Detesto que questionem meus valores só porque sai da minha cidade. Detesto que me julguem pelo meu sotaque ou pelo tamanho da minha saia. Precisei me adaptar a uma nova realidade: São Paulo é diferente do Rio e ponto final. Eu gostaria de nunca ter feito esta escolha, mas já que fiz, só tenho a agradecer todas as oportunidades que tive aqui. A todos aqueles que fizeram meus dias piores para que os melhores tivessem mais valor. É em São Paulo que eu moro, é aqui a minha casa. Por mais que a cidade tenha defeitos, por mais que as pessoas insistam em ser estranhas, eu sei muito bem o que estou fazendo aqui.

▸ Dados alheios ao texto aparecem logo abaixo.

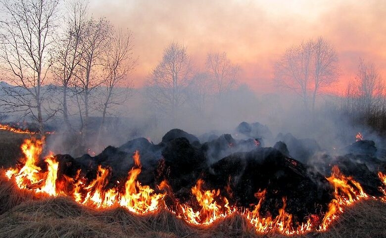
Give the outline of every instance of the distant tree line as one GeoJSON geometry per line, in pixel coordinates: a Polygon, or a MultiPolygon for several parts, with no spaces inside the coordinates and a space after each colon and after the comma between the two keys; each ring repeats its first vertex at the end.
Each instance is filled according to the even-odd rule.
{"type": "Polygon", "coordinates": [[[63,9],[58,0],[0,3],[1,78],[12,85],[2,87],[2,110],[32,119],[42,133],[46,122],[61,115],[67,130],[85,136],[91,113],[98,113],[103,130],[106,117],[130,95],[131,32],[90,16],[82,0],[68,0],[63,9]],[[79,128],[70,123],[74,115],[79,128]]]}

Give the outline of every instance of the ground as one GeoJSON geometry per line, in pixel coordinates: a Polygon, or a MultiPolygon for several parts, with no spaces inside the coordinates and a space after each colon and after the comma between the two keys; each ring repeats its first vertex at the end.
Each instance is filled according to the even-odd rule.
{"type": "MultiPolygon", "coordinates": [[[[20,145],[29,136],[0,131],[0,167],[22,158],[20,145]]],[[[15,187],[0,170],[0,237],[262,238],[241,216],[233,215],[208,227],[192,227],[164,209],[138,215],[121,207],[95,210],[65,197],[36,197],[15,187]]],[[[345,208],[327,232],[295,237],[386,237],[386,204],[373,199],[345,208]]]]}

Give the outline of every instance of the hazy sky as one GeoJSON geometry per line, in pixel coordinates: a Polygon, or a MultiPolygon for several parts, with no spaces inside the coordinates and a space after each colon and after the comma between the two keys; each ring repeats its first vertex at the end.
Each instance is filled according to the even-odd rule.
{"type": "Polygon", "coordinates": [[[374,62],[386,78],[386,0],[91,0],[90,11],[133,31],[136,86],[172,41],[186,45],[204,69],[208,52],[226,52],[242,70],[240,82],[272,90],[273,65],[285,50],[319,36],[336,47],[342,89],[358,59],[374,62]]]}

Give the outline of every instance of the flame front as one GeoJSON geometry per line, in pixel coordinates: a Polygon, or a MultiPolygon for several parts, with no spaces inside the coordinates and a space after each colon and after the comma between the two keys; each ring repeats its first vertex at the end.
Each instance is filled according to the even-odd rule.
{"type": "Polygon", "coordinates": [[[358,142],[360,140],[362,140],[363,139],[363,136],[362,135],[362,134],[361,134],[361,132],[358,132],[358,133],[355,136],[355,139],[356,139],[356,141],[358,142]]]}
{"type": "Polygon", "coordinates": [[[223,199],[224,205],[220,206],[216,200],[216,198],[221,200],[220,190],[203,190],[201,186],[204,183],[202,179],[199,179],[194,187],[192,188],[192,193],[195,196],[201,209],[199,211],[193,211],[193,208],[188,204],[181,204],[179,208],[182,211],[181,215],[188,223],[196,225],[207,225],[212,223],[220,217],[225,217],[232,213],[229,207],[228,199],[223,199]]]}
{"type": "Polygon", "coordinates": [[[3,125],[0,124],[0,130],[9,130],[15,133],[18,133],[19,134],[31,134],[32,132],[29,130],[23,130],[19,128],[14,127],[8,125],[3,125]]]}
{"type": "Polygon", "coordinates": [[[311,231],[312,225],[310,219],[307,219],[306,223],[302,223],[296,228],[293,227],[292,215],[286,212],[287,199],[285,197],[283,198],[283,205],[279,209],[278,216],[274,218],[271,216],[262,217],[260,214],[260,210],[266,193],[266,189],[256,193],[255,196],[259,199],[258,203],[252,211],[246,211],[243,213],[250,223],[256,228],[257,232],[265,233],[275,230],[283,234],[293,235],[311,231]]]}
{"type": "Polygon", "coordinates": [[[381,191],[384,193],[384,196],[381,198],[381,200],[383,202],[386,202],[386,175],[380,171],[378,172],[378,177],[384,185],[383,187],[380,187],[381,191]]]}
{"type": "MultiPolygon", "coordinates": [[[[14,178],[20,188],[49,196],[70,196],[82,205],[96,208],[120,206],[139,214],[156,210],[161,206],[161,202],[162,205],[164,204],[163,201],[166,195],[166,192],[157,193],[149,186],[143,185],[138,180],[142,169],[138,151],[133,157],[134,165],[128,173],[124,187],[124,183],[119,181],[112,184],[110,182],[111,169],[100,165],[98,166],[94,179],[88,179],[83,177],[81,170],[77,171],[73,178],[62,175],[58,179],[59,163],[53,156],[48,155],[44,158],[47,168],[44,167],[42,169],[37,165],[41,164],[39,159],[43,144],[44,139],[26,139],[21,146],[25,155],[24,165],[21,168],[9,169],[5,172],[9,179],[14,178]]],[[[277,216],[262,216],[260,209],[265,199],[266,189],[255,194],[258,202],[253,210],[249,210],[230,205],[228,199],[220,195],[219,189],[204,190],[204,181],[201,179],[199,179],[191,189],[197,204],[195,208],[188,204],[178,204],[166,181],[162,181],[158,187],[166,191],[172,199],[177,201],[177,205],[173,207],[175,210],[167,208],[189,224],[208,226],[220,218],[237,213],[243,216],[258,233],[275,231],[283,234],[301,234],[313,229],[315,230],[318,227],[318,231],[326,230],[331,222],[343,212],[345,206],[368,197],[359,183],[351,177],[341,174],[337,166],[334,166],[332,170],[331,176],[326,178],[334,186],[334,199],[329,203],[323,219],[321,217],[320,220],[317,219],[322,222],[318,222],[315,225],[311,223],[310,219],[307,219],[305,223],[294,226],[292,215],[286,211],[286,197],[283,198],[283,206],[279,209],[277,216]]],[[[378,176],[384,185],[380,188],[385,194],[381,199],[386,202],[386,175],[380,172],[378,176]]],[[[230,178],[226,190],[227,194],[232,196],[230,184],[230,178]]],[[[311,217],[313,216],[319,215],[313,214],[311,217]]]]}
{"type": "Polygon", "coordinates": [[[336,165],[333,167],[331,176],[326,178],[334,186],[335,199],[329,204],[328,210],[319,228],[321,231],[327,230],[328,225],[338,217],[338,214],[343,212],[344,206],[350,205],[361,198],[368,197],[360,184],[351,177],[346,177],[341,174],[336,165]]]}

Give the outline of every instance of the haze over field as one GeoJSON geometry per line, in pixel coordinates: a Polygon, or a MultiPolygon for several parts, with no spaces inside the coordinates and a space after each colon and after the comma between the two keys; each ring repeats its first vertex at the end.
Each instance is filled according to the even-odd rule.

Continua a velha questão: o preconceito idiota que coloca cariocas e paulistas de lados opostos, só serve para machucar quem opta, como eu, a sair de seu habitat. Ao atravessar a fronteira que separa a cidade em que nasci da cidade em que moro, eu sabia que teria pela frente um caminho de pedras. Trilhei este caminho e agora estou aqui. Escrevendo para você, carioca, paulista, mineiro, paranaense, gaúcho, baiano, alagoano, pernambucano, paraense, goiano... para você, brasileiro, que se sente estrangeiro em seu próprio país. Para você que tem sotaque e só percebe isso quando sai de casa. Para você que todo dia precisa matar um leão, um dragão, e todos os bichos que colocarem na sua frente.

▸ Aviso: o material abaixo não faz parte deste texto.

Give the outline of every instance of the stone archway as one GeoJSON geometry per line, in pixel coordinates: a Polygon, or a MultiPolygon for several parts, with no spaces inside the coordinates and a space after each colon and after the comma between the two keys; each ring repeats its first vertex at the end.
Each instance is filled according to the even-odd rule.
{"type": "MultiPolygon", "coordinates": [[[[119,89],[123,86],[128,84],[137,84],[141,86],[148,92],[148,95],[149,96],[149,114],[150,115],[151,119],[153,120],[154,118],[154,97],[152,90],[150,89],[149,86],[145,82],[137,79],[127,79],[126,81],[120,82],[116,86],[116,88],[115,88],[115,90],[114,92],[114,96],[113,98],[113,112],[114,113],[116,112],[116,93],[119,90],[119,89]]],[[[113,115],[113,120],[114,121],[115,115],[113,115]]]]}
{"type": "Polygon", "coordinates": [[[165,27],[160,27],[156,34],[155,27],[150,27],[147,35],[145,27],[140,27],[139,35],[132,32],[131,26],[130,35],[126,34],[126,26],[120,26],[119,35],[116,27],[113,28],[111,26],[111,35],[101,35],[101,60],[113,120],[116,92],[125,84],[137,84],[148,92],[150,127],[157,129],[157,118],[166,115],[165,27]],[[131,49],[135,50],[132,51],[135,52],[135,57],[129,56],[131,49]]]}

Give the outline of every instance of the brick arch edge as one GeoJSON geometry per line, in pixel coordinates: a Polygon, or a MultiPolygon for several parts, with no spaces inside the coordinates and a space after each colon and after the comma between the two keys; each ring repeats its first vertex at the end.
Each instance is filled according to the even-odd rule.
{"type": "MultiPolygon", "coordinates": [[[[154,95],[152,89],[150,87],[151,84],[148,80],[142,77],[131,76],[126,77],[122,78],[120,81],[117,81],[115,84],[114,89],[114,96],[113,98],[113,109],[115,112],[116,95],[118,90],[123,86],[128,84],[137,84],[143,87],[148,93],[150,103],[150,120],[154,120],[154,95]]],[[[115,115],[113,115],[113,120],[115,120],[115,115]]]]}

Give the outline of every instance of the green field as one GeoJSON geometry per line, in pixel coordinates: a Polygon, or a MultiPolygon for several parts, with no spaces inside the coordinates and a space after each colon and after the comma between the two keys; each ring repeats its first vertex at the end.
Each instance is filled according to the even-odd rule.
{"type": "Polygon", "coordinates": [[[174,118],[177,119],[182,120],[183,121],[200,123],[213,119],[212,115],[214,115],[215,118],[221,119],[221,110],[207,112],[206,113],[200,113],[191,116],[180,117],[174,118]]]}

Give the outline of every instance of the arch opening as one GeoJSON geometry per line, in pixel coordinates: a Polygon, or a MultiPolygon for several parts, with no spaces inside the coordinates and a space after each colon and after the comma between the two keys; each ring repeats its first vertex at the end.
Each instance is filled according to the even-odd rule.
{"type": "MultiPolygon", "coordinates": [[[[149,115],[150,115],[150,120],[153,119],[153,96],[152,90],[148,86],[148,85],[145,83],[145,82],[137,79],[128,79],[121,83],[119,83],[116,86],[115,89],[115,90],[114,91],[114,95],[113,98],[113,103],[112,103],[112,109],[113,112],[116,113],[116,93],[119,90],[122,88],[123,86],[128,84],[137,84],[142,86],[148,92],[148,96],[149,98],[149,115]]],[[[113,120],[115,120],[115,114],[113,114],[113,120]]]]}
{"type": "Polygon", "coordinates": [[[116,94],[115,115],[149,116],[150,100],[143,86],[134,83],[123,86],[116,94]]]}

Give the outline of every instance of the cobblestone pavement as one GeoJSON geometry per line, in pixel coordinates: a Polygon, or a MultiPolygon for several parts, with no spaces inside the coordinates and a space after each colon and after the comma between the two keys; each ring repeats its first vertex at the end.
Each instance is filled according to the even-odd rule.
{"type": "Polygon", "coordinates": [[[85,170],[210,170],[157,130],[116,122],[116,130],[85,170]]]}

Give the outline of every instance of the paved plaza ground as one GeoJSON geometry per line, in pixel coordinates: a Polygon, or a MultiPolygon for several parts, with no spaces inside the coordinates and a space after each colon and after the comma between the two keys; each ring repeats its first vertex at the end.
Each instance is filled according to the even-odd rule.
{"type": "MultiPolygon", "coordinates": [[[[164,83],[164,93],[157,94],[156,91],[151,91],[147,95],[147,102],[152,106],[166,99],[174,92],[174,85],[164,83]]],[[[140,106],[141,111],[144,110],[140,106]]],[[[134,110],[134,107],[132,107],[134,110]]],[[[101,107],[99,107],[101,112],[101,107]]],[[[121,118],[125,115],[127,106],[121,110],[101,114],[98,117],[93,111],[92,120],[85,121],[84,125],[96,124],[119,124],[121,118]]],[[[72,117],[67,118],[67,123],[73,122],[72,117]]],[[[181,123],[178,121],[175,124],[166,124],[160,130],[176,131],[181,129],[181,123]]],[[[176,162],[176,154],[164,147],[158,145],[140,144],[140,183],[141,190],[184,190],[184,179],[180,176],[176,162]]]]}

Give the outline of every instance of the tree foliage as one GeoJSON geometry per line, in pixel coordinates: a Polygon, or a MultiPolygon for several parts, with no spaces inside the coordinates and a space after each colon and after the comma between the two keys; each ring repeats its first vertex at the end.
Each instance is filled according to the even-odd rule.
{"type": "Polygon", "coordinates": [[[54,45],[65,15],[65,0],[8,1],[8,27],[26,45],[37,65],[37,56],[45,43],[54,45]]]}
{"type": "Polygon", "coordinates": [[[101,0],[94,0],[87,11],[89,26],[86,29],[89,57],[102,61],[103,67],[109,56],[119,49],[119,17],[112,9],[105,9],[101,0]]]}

O Brasil é tão grande de preconceitos e bairrismos e isso é profundamente triste. Sou carioca, moro em São Paulo. Sou filha de cariocas, com avós mineiros e pernambucanos. Sou descendente de portugueses e índios, tenho sangue italiano e judeu, sou espiritualista e acredito em Deus. Sou filha de Iemanjá, nasci perto do mar, mas também gosto de montanhas. Sou colorida, bronzeada e falo com chiado. Sou um ser não-identificado porque deixei meu passado carioca para trás em busca de um futuro mais promissor.

Mas não esqueçam que sou humana. Sou gente. E antes de ter sotaque, eu falo e escrevo a língua portuguesa muito bem. Antes de ser carioca, sou brasileira. E não aceito ser tratada como estrangeira dentro do meu próprio país... pior ainda, dentro da minha própria cidade. Eu posso ter mudado a maneira de pensar, de agir, de viver – e mudar faz parte da vida, é o que faz o mundo girar. Mas eu não perdi minha essência, verdadeira e sincera, minha alma rebelde, meu sangue enfurecido. Eu sei de onde vim e tenho orgulho disso. Não quero continuar me sentido perdida entre duas cidades que me aceitam, mas também me rejeitam.

Talvez para você, paulistano que nunca saiu daqui, ou carioca, que nunca deixou o Rio, este texto não faça o menor sentido. Mas certamente algum ‘exilado’ vai se identificar aqui. E eu acho que está na hora de deixar de me sentir exilada também. A verdade, nua e cura, é simples assim: eu sou carioca e moro em São Paulo. Ser carioca é algo eterno, nunca vai mudar, e eu tenho muito orgulho de ter nascido no Rio. Morar em São Paulo, por hora, também é algo que não quero que mude, e eu tenho muito orgulho de morar aqui. Portanto, quem quiser me olhar torto porcausa disso, paciência. Não estou aqui para agradar a todos. Aliás, meu negócio nunca foi explicar. Eu gosto mesmo é de confundir.



Janaina Pereira

Comentários
Jana,
Não se sinta estrangeira. Seu texto é belo e inteligente, mas transpira uma certa tristeza. Você sempre será bem acolhida entre nós e mesmo não sendo um paulista autêntico, sou um morador do ABC que lhe preza muito.
 
Brilhante a sua análise da diferença de vida entre São Paulo e Rio. Estendo o conceito de brilhante para todos os seus escritos. Obrigado. Penso igual em quase tudo.